You've defined a functor $F:\fin\Set\to\fin\Vect_k$ by $F(X)=\fin\Set(-,k)$, but unless $k$ is finite, this doesn't make sense. Rather you should define it as $\Set(-,k)$ instead (where you restrict the inputs to finite(!) sets). However, I think this perspective doesn't explain why it has the properties it has.
Instead, I think it's better to think of $F$ as the dual vector space of the free vector space functor.
First, an aside
Let's review what this means. Note that if we let $U:\Vect_k\to \Set$ be the forgetful functor, sending a vector space to its underlying set, then we have a natural isomorphism of sets $$\Vect_k(F(X),V)\simeq \Set(X,U(V))$$
I.e., $F$ is left adjoint to the forgetful functor $U$.
Now what does this tell us?

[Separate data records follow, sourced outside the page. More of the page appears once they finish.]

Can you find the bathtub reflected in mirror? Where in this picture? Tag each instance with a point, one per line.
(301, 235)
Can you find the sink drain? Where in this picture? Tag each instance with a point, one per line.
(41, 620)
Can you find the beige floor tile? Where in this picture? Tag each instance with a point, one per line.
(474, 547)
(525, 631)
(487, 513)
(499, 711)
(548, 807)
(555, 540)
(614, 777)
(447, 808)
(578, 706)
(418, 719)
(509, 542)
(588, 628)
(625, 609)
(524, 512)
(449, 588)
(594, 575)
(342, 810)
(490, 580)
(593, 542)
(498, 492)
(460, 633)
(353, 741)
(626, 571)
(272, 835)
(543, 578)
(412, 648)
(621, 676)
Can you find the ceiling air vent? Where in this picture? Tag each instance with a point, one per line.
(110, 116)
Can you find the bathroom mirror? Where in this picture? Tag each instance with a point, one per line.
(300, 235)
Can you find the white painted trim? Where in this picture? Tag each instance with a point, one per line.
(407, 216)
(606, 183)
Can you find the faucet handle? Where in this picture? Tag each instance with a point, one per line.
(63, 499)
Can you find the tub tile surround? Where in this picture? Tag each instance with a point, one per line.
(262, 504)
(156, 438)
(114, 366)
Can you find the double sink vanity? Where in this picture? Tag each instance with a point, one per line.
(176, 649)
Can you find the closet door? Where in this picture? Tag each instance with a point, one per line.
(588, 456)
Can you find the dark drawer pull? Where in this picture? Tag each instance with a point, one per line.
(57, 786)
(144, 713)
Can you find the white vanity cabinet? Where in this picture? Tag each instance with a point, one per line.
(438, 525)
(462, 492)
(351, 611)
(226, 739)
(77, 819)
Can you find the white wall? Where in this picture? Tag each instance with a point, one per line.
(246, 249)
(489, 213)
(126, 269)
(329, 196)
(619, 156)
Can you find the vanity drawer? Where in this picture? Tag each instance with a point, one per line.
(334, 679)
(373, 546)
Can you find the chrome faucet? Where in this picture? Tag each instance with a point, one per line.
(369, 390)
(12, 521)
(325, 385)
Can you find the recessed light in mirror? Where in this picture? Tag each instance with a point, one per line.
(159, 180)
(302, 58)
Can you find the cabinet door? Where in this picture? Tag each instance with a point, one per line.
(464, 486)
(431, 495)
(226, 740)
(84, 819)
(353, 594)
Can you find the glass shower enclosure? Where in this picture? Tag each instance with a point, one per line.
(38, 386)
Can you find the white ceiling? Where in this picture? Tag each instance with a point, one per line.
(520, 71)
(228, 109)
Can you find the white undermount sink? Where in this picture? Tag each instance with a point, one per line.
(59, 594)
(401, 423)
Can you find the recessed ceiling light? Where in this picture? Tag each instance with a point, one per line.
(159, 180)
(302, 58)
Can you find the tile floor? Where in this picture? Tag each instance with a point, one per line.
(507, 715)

Well, let's recall two other adjunctions.
For $V,W\in \Vect_k$, note that $\Vect_k(V,W)$ is naturally also a $k$-vector space, the vector space of linear maps from $V$ to $W$.
Then we have adjunctions: $$ \Vect_k(U\otimes V,W)\simeq \Vect_k(U,\Vect_k(V,W)) $$ and $$ \Set(X\times Y,Z)\simeq \Set(X,\Set(Y,Z)). $$
Then $$ \begin{align} \Vect_k(F(X\times Y),W) &\simeq \Set(X\times Y, UW)\\ &\simeq \Set(X,\Set(Y,UW)\\ &\simeq \Set(X,U\Vect_k(FY,W))\\ &\simeq \Vect_k(FX,\Vect_k(FY,W))\\ &\simeq \Vect_k(FX\otimes FY,W). \end{align} $$ Thus by Yoneda lemma, we have a natural isomorphism $F(X\times Y)\simeq FX\otimes FY$.
So what's going on?
Well, in this particularly nice example, we have two closed monoidal categories each enriched over themselves, and a natural functor $U:\Vect_k \to \Set$, so that we get a very nice adjunction, where $U\Vect_k(FX,V)\simeq \Set(X,UV)$.
However we can connect to more general results. $U$ is naturally a lax monoidal functor since the tensor product is defined by a bilinear map $UV\times UW\to U(V\otimes W)$. And left adjoints of lax monoidal functors are apparently strong monoidal functors.
Returning to your functor
Let $D:\Vect_k\to \Vect_k $ be the dualization functor, $DV=\Vect_k(V,k)$. Your functor is naturally the composite $DF$ restricted to finite sets, since $$DF(X) = \Vect_k(FX,k) = \Set(X,Uk).$$
Now $$D(V\otimes W) \simeq \Vect_k(V\otimes W,k) \simeq \Vect_k(V,\Vect_k(W,k)), $$ and if $V$ is finite dimensional, this last is naturally isomorphic to $\Vect_k(V,k)\otimes \Vect_k(W,k)=DV\otimes DW$.
Then since $F$ preserves the tensor product, and $D(V\otimes W) \simeq DV\otimes DW$ for finite dimensional vector spaces, we get the result you've observed.